Plains All American Pipeline LP (PAA) is buying three crude oil rail terminals in the Eagle Ford, Bakken and Niobrara producing regions, as well as various contractual arrangements, from U.S. Development Group (USD) for $500 million.

The assets include three crude oil rail loading terminals in the Eagle Ford, Bakken and Niobrara producing regions with an aggregate loading capacity of 85,000 b/d. The Eagle Ford Crude Terminal is in Gardendale, TX; the Van Hook Crude Terminal is in Mountrail County, ND; and the Niobrara Crude Terminal is in Carr, CO. Also included in the transaction are a rail unloading terminal at St. James, LA, with capacity of 140,000 b/d and a project to construct a crude oil unloading terminal near Bakersfield, CA.

“Given recent and projected increases in North American crude oil production and volumetric and quality imbalances expected to occur in certain regions over the next several years, we believe that strategically located rail loading and unloading assets will continue to play an important role in the transportation of crude oil in North America,” said PAA CEO Greg L. Armstrong.

Indeed. Rail transport of Bakken crude continues to grow, and transporters are investing in facilities on a pace with pipeline takeaway growth, according to the North Dakota Department of Mineral Resources and the state’s pipeline authority (see Shale Daily, Nov. 2). For instance, late last month Enbridge Inc. unit Enbridge Rail (Philadelphia) LLC and Canopy Prospecting Inc. formed the Eddystone Rail Co. to develop a unit-train facility and related pipeline infrastructure near Philadelphia, PA, to deliver Bakken and other light sweet crude oil to Philadelphia area refineries (see Shale Daily,Nov. 27).

The PAA-USD deal has received early antitrust clearance and is expected to close by year-end.
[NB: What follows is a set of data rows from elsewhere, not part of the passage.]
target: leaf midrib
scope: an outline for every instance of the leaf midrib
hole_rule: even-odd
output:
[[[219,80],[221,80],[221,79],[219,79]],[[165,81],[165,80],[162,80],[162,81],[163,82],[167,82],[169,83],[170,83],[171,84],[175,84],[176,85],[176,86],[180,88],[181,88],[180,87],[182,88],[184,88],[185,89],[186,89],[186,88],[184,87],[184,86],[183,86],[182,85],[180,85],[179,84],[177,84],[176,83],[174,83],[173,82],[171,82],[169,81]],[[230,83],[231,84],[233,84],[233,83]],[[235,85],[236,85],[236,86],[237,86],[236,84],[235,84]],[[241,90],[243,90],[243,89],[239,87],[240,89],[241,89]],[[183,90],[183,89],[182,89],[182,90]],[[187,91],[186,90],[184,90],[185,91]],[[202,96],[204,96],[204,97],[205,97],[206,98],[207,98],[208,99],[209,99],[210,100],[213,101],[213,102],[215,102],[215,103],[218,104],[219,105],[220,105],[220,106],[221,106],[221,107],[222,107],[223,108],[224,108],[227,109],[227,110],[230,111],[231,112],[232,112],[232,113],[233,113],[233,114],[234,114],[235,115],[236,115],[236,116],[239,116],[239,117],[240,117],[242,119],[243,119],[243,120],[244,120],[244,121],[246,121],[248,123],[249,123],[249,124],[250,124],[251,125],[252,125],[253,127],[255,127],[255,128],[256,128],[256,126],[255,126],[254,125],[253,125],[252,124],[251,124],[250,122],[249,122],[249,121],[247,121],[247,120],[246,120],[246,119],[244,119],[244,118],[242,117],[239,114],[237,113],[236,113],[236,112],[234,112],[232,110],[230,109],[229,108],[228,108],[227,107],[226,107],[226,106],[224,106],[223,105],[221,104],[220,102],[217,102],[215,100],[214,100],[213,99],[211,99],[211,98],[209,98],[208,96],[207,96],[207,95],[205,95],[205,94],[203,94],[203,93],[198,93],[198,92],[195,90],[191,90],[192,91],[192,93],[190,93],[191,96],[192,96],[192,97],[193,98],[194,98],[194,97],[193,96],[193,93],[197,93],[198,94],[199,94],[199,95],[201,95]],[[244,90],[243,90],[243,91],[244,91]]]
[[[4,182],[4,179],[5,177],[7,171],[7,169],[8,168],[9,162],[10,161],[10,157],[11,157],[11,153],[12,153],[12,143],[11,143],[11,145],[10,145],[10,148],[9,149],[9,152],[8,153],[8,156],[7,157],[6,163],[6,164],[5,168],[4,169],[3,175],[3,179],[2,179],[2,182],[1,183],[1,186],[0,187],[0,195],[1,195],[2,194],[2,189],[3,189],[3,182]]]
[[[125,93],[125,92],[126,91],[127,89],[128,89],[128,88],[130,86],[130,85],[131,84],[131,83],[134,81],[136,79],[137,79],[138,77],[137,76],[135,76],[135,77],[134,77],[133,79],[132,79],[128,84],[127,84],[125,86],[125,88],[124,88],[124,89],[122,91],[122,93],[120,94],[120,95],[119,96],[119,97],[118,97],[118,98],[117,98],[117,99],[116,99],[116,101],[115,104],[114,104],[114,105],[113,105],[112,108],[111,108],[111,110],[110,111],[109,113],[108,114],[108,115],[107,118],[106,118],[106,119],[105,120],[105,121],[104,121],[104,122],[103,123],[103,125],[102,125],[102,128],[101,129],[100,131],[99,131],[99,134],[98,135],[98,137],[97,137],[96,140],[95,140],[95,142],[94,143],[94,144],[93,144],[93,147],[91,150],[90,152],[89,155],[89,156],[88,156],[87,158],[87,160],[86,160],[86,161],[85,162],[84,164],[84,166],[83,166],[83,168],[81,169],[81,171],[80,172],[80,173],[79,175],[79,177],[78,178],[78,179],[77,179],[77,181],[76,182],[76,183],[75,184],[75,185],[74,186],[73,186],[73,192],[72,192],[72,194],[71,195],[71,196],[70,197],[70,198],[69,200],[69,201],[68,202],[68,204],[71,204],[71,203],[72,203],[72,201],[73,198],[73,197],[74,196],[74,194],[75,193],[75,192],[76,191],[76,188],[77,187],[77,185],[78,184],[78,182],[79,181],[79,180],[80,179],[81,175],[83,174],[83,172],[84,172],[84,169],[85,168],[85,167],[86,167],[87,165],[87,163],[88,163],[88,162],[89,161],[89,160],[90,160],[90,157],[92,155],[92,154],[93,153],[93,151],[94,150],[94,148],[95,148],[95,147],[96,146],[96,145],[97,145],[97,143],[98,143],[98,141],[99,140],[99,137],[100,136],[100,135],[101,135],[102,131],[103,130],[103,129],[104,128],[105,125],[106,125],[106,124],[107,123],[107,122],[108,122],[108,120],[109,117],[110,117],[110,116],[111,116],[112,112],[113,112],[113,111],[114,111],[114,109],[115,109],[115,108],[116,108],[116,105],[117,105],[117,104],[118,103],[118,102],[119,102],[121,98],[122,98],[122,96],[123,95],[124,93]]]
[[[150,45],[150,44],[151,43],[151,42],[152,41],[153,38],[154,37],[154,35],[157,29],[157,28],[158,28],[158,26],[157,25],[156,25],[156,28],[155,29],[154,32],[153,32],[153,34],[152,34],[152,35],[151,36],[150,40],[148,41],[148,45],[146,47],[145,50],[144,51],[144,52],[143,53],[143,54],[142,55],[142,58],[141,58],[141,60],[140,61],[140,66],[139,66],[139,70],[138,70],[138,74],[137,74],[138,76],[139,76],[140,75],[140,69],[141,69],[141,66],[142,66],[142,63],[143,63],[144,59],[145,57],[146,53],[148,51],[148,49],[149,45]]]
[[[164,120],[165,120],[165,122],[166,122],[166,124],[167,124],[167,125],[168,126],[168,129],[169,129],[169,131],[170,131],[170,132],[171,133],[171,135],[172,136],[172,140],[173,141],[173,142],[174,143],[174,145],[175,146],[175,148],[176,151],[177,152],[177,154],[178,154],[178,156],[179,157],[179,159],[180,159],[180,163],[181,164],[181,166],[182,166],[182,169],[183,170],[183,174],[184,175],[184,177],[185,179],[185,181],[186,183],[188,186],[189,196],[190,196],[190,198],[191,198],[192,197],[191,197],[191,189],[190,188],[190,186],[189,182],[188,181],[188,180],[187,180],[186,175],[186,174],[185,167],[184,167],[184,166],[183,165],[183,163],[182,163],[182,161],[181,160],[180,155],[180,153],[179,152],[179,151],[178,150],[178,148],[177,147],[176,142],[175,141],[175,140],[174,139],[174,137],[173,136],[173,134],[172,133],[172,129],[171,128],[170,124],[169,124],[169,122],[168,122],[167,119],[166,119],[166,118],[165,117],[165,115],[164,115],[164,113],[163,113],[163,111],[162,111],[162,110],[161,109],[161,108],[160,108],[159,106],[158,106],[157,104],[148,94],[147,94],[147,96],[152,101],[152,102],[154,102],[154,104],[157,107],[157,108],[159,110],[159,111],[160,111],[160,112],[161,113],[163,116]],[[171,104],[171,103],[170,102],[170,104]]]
Including projects in development, PAA’s North American crude oil rail business will include five loading terminals and three unloading terminals. Crude oil loading capacity is expected to total 250,000 b/d, with five facilities in or near key producing areas extending from the U.S. Rockies to South Texas. Unloading capacity is expected to total 335,000 b/d with terminals on the East Coast, Gulf Coast and West Coast. The West Coast project will connect with PAA’s West Coast pipeline and terminal network and will have access to refinery markets in both Northern and Southern California.

PAA also owns a network of rail facilities to handle natural gas liquids (NGL) that extends throughout the United States and Canada and includes 18 active loading and/or unloading terminals. To support current and planned crude oil and NGL rail transport, PAA said it expects to have about 6,700 rail cars under lease by the end of 2013.

Houston-based USD will continue to provide customer service and scheduling on behalf of PAA as part of a joint services agreement. “Plains has proven to be a great terminal and pipeline partner for USD, and we believe that this transaction will provide for the most efficient optimization of the assets involved,” said USD CEO Dan Borgen.